So, we’re using ReactiveX a lot. In our JVM code, that’s RxJava + RxKotlin. What’s wrong with that? Is there something wrong at all? Do we really need yet another approach to “async programming”? Well, according to JetBrains, yes.

Disclaimer. I’m going to try and be unbiased here. I’m not saying that Coroutines are directly comparable to ReactiveX because they technically do different things (except for Flow and Channel extensions). Also, I’m not saying that either approach is better at doing network requests and request post-processing. It just happens that we have all of our Android “async” code wrapped in ReactiveX constructs at the moment, and this is probably the most common use-case to observe and “convert” to Coroutines. Therefore, most of my examples are from Android’s presentation or network layers, and the related use-cases.
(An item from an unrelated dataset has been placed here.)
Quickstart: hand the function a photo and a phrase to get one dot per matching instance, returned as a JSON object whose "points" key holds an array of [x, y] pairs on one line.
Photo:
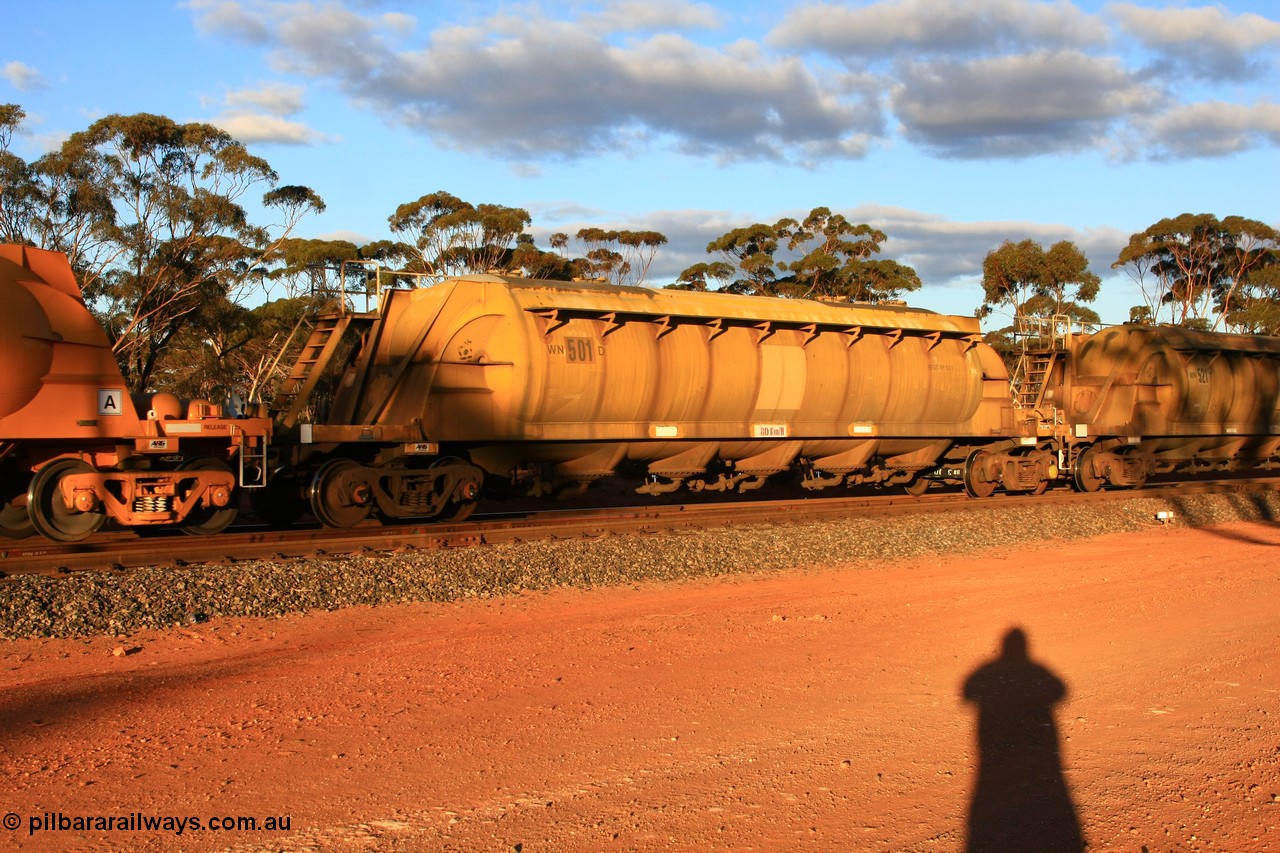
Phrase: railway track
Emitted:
{"points": [[124, 550]]}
Let’s start with a bit of history.

Historical data

In the old days of Android, in order to process long-running operations (like network requests) or schedule background work, people used AsyncTasks, plain threads, Android’s looper (message queue), different callback approaches coming from SDKs, Loaders, background services, etc. There were a lot of solutions, and there was a lot of abuse of these constructs. Even though all of the mentioned approaches are still available in the platform (and still work!), all of them have some downsides.

Network calls example

Solutions so far…

AsyncTasks are difficult to maintain due to frequent context destruction, and it’s very easy to forget about the cost of SAMs, memory leaks, parallelization, etc. AsyncTasks are also not easy to cancel/stop in a thread-safe way.

Similar issues arise from using Loaders, although there we had a bit of improvement in terms of cancelation and memory management. But they were still context-bound.

Plain old (good old?) threads are considered heavy-weight in mobile operating systems, thus we always prefer to create as little of them as possible (2 per CPU at most). To work around the low-CPU and low-memory issues, we used thread pools. Thread pools usually need to be managed manually.

The most popular callback approaches (not all though) tend to cause what is known as “callback hell”. This problem is especially apparent in legacy and native SDKs. Often, callback-based SDKs just lead to a poor client implementation due to having poorly designed APIs in the first place. Maintenance of client usages becomes more complex when refactoring the SDK.

Using Android’s loopers is prone to causing memory leaks, and is also cumbersome. Task cancellation using loopers is not straightforward and also requires thread and runner management.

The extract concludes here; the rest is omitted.